Whilst Andrew’s question was rational and pertinent, it is clear that a balance needs to be struck between equity and productivity; between “wealth-creation” and wealth distribution. That balance is the crux of the matter, which has been eluding us in Zimbabwe for far too long. Making pure economic consideration does not work, because economics presuppose rationality in man, of which, as experience has shown, that is not always the case. All things are certainly not equal, the poor are demanding their pound of flesh, the rise of radicalism in the world is testament to that. To begin to answer the enigma, let us throw away the blinding blinkers of disciplines and disciplinarity, and instead listen to the distant drum beats, as us Africans know the significance of the drum.

Because Julius Malema is beating the drum beats in South Africa. Every African understands the mobilising significance of the drum. It is a deeply primal language, which elicits a deeply primal response. While intellectuals organise symposia and debates and position papers, populist politicians mobilise popular anger and whip it into a coiled, red hot spring of destruction. When primal instincts get in the way of reason, every human being is an animal. Radical politicians (from both the left and right) know this, that’s why they can get away with murder and their supporters still follow them. Trump in the USA is an insular enigma; Johnson in the UK is riding on the Brexit anger; Malema can ride on the tide of land anger in South Africa.

I had the sense that Malema is looked upon as a leftist sabre-rattling rubble-rouser, but nothing much beyond that. Well, that may well be the case. I am not a South African; and have limited knowledge of the internal political dynamics of that country. But my hunch is that it could become a case of “the stone that the builders cast away has become the chief cornerstone”. Watch Malema.

So what am I getting at? Well, it is a complex situation, in South Africa. South Africa is certainly not Zimbabwe, neither does it have the same history. But the two countries share enough similarities for our neighbours to learn much from our experiences and (mis)adventures in agrarian reform. But as I tried to tell Andrew (unconvincingly I guess), the trick of resolving the issue is to manage the processes.

We have come full circle to my thesis on transformative facilitation: managing wicked problems requires transformative facilitation of development processes.
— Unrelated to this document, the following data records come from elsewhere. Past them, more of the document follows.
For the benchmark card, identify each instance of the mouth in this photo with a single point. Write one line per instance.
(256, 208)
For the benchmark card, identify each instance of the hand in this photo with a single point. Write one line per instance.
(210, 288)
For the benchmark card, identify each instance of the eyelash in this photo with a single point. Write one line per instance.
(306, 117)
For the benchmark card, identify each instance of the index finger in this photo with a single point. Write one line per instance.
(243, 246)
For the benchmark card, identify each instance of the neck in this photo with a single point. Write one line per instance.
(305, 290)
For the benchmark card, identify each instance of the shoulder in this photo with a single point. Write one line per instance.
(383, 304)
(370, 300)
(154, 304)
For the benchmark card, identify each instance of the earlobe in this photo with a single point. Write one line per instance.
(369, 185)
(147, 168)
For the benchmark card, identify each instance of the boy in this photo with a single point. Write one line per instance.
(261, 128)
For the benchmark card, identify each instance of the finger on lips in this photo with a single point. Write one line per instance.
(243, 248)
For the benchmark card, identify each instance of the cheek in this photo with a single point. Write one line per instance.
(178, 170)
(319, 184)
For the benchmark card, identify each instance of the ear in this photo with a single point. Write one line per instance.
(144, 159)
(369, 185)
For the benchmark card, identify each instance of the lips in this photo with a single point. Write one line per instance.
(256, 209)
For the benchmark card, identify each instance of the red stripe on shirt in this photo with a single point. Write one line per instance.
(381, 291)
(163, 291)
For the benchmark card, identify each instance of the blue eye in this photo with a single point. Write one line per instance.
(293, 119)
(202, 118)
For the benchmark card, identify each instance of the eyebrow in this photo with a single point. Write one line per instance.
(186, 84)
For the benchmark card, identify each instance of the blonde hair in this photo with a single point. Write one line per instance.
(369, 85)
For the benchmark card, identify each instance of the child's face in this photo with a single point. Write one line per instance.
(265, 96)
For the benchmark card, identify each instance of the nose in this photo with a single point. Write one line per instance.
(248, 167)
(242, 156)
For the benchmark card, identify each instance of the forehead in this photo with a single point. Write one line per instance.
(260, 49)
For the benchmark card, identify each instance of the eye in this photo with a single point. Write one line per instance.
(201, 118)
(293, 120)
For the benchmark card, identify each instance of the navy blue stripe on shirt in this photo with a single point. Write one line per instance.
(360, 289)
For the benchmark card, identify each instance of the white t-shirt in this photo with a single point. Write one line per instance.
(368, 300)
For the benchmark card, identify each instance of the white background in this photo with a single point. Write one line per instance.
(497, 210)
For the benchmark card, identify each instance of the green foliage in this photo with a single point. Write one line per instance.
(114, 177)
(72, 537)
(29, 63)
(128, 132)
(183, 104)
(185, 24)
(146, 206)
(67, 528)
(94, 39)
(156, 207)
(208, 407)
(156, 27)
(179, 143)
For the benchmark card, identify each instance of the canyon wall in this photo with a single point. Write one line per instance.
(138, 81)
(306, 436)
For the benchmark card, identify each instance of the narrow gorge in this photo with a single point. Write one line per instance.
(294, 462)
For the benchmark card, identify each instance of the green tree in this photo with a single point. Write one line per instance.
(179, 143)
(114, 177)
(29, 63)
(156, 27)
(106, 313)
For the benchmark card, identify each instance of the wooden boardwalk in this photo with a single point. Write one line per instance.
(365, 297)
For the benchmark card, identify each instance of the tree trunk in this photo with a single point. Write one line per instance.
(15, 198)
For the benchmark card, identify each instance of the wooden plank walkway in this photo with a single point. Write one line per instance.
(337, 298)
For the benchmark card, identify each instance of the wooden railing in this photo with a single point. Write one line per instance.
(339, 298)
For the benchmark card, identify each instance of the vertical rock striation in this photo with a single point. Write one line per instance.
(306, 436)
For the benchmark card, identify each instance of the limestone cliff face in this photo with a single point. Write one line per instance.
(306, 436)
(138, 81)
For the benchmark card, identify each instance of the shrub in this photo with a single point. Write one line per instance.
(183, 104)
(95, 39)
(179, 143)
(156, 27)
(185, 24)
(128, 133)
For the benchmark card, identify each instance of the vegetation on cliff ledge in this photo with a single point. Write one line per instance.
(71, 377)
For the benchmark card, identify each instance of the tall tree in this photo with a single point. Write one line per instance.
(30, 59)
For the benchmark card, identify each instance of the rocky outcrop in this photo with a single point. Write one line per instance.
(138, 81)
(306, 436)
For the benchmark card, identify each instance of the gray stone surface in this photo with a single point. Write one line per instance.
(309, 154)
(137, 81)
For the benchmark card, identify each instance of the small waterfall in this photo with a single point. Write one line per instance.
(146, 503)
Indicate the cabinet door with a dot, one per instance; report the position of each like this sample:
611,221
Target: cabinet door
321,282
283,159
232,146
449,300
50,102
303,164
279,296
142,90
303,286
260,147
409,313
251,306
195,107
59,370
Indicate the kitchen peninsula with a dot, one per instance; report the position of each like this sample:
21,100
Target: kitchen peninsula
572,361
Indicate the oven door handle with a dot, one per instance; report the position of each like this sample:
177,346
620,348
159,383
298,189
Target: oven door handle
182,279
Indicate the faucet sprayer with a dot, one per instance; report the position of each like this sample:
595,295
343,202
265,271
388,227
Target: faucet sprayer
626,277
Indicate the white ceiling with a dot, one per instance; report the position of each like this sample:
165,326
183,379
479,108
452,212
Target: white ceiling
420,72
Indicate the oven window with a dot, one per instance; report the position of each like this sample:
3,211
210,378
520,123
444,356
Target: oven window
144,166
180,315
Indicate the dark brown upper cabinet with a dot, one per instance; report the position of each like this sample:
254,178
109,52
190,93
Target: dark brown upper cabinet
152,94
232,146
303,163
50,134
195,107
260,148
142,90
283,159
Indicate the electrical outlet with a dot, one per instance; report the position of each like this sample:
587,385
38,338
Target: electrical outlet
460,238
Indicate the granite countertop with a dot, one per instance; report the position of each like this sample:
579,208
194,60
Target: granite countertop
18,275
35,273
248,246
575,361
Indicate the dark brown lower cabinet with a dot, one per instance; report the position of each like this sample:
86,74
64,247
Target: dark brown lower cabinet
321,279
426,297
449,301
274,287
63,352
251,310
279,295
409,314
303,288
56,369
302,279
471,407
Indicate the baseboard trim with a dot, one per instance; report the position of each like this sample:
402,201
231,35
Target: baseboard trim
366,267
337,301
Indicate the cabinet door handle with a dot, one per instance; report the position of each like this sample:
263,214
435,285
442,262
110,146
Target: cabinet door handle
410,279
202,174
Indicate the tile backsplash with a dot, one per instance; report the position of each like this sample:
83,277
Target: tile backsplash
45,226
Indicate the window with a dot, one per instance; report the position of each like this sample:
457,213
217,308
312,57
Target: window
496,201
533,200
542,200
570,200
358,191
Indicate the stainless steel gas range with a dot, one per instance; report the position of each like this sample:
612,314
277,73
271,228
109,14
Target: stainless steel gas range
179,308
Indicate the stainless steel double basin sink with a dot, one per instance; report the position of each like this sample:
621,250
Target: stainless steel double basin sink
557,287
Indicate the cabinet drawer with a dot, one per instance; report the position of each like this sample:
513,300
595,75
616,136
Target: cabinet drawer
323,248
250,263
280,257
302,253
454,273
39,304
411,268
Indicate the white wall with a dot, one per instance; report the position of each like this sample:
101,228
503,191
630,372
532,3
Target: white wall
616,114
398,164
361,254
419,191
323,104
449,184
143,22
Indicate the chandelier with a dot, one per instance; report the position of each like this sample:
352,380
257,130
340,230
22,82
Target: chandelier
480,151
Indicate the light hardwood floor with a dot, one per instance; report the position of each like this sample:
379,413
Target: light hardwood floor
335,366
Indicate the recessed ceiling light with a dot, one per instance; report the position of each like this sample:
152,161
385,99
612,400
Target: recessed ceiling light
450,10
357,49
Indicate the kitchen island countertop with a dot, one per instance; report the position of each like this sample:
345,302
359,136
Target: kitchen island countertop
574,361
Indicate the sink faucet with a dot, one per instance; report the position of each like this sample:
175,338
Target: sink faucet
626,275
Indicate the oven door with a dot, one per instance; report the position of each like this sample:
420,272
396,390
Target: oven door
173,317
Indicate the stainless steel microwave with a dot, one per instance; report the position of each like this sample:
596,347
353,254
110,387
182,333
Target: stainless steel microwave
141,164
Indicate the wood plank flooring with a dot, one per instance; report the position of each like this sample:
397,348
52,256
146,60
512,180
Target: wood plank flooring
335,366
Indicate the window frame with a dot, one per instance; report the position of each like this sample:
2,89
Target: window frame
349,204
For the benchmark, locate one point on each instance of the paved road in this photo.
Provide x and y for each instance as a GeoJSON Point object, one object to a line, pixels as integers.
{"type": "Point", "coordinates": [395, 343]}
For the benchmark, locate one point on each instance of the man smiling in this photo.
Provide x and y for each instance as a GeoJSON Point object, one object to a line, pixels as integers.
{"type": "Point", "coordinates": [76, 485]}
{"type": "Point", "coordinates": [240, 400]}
Broad-gauged participation and involvement of all relevant stakeholders, including especially the Malemas of this world and not just the red-gowned dons in ivory towers talking to each other in esoteric gobbledygook; learning from history, from each other, from neighbouring cases, from experts, from n’angas and traditional leaders, from research; and embracing change and innovation (which can be described as the creative transformation of practices, processes and ideas through new combinations of organisation, knowledge and technology).

What can South Africa learn from Zimbabwe about land and agrarian reform? That is even a tougher question, to be attempted in another instalment.

For now, suffice it to observe that it is certainly good to have a broad aim, but to be flexible and modest enough to leave space for conflict and serendipity. And of course not forgetting that individual people and personalities can change the course of history in unpredictable ways. I should know. We had Robert Mugabe.